空圧式BFRトレーニングベルトは効果的か


  • BFRトレーニング
  • 筆者:山本 義徳
BFR資格取得講座に出た方でしたら、普通のBFRベルトと空圧式ベルトとの違いはご存知でしょう。空圧式のほうが「柔らかい」感じがして、同じ圧力でも痛みなどを感じにくくなります。
また空圧式は最初の設定は面倒なものの、一度設定してしまえば取り外しが容易ですので「Intermittent BFR」をやるときには非常に便利となります。

空圧式のデメリットとしては、最初の設定や仕舞うときが面倒なことと、サイズが限られること、やや高価であることが挙げられます。

普通のBFRベルトだと、締め付けるときに圧力が完全に均等にはならず、キツイ部分と緩い部分とが混在します。しかし空圧式のほうは完全に均等に締められるため、キツイ部分が存在しません。

ただしこれは一長一短で、ラクに感じるぶん、強く締めすぎてしまうこともあります。そうならないように、圧力をちゃんと確認するようにしなければなりません。
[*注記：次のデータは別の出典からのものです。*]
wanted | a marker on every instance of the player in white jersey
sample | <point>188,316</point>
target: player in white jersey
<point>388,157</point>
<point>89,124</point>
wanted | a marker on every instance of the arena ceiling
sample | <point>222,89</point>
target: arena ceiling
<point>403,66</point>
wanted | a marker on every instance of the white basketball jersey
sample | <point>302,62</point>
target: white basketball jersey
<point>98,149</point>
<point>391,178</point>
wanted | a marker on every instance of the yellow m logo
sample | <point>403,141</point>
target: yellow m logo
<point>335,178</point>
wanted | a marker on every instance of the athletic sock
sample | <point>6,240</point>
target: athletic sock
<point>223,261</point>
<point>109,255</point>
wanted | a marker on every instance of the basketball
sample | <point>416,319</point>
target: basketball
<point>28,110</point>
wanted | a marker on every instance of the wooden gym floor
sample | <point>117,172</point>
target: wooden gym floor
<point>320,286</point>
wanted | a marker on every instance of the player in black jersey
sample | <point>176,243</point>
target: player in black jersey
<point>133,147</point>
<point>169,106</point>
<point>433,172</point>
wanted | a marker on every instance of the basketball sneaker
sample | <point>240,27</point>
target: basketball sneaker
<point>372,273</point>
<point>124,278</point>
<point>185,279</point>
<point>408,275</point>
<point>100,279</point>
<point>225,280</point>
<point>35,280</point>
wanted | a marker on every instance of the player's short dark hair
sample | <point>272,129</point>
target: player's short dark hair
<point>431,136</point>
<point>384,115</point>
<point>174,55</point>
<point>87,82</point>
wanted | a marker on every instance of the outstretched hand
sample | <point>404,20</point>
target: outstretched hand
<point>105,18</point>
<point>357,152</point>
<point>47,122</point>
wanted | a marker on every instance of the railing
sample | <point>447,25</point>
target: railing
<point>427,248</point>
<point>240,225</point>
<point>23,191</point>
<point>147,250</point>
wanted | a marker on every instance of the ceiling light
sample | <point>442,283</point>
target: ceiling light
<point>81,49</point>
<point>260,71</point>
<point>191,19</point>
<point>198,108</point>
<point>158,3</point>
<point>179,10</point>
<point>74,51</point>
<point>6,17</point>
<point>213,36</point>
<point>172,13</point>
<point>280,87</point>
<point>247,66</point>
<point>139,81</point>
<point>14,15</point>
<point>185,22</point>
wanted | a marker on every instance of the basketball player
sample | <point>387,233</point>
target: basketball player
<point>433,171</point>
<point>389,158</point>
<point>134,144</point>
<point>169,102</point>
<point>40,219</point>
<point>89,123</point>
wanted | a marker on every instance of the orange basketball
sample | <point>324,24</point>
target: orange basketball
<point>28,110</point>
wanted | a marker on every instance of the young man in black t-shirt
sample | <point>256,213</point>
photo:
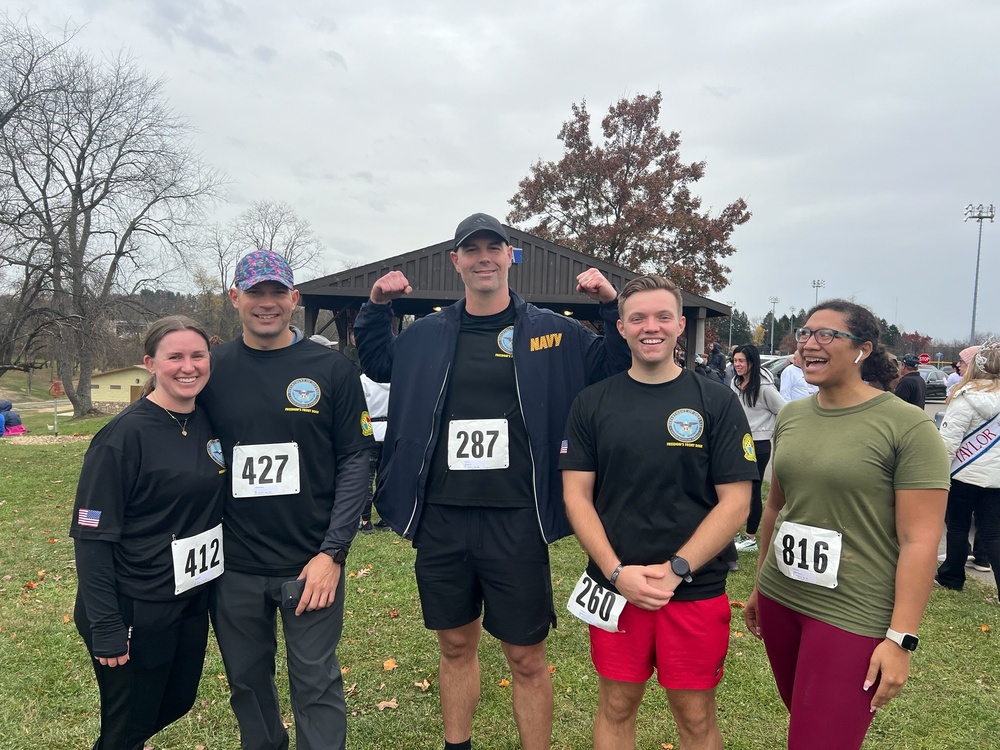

さて、普通のBFRベルトと空圧式ベルトとでは、効果に違いはあるのでしょうか。16名の健康な男性を対象にして、20%1RMで普通のベルトと空圧式ベルトとで比較した研究があります。(※1)
種目はベンチプレスとラットプルダウン、ショルダープレス、プッシュダウン、カールでした。

その結果、ホルモンや乳酸濃度、成長ホルモン、IGF-1濃度などにおいて、両者に明らかな差はありませんでした。
空圧式を過度に推す団体もありますが、普通のベルトでも十分な効果はありますので、安心してご利用いただければと思います。

※1:
Does Acute Blood Flow Restriction with Pneumatic and Non-Pneumatic Non-Elastic Cuffs Promote Similar Responses in Blood Lactate, Growth Hormone, and Peptide Hormone?
J Hum Kinet. 2020 Aug 31;74:85-97. doi: 10.2478/hukin-2020-0016. eCollection 2020 Aug.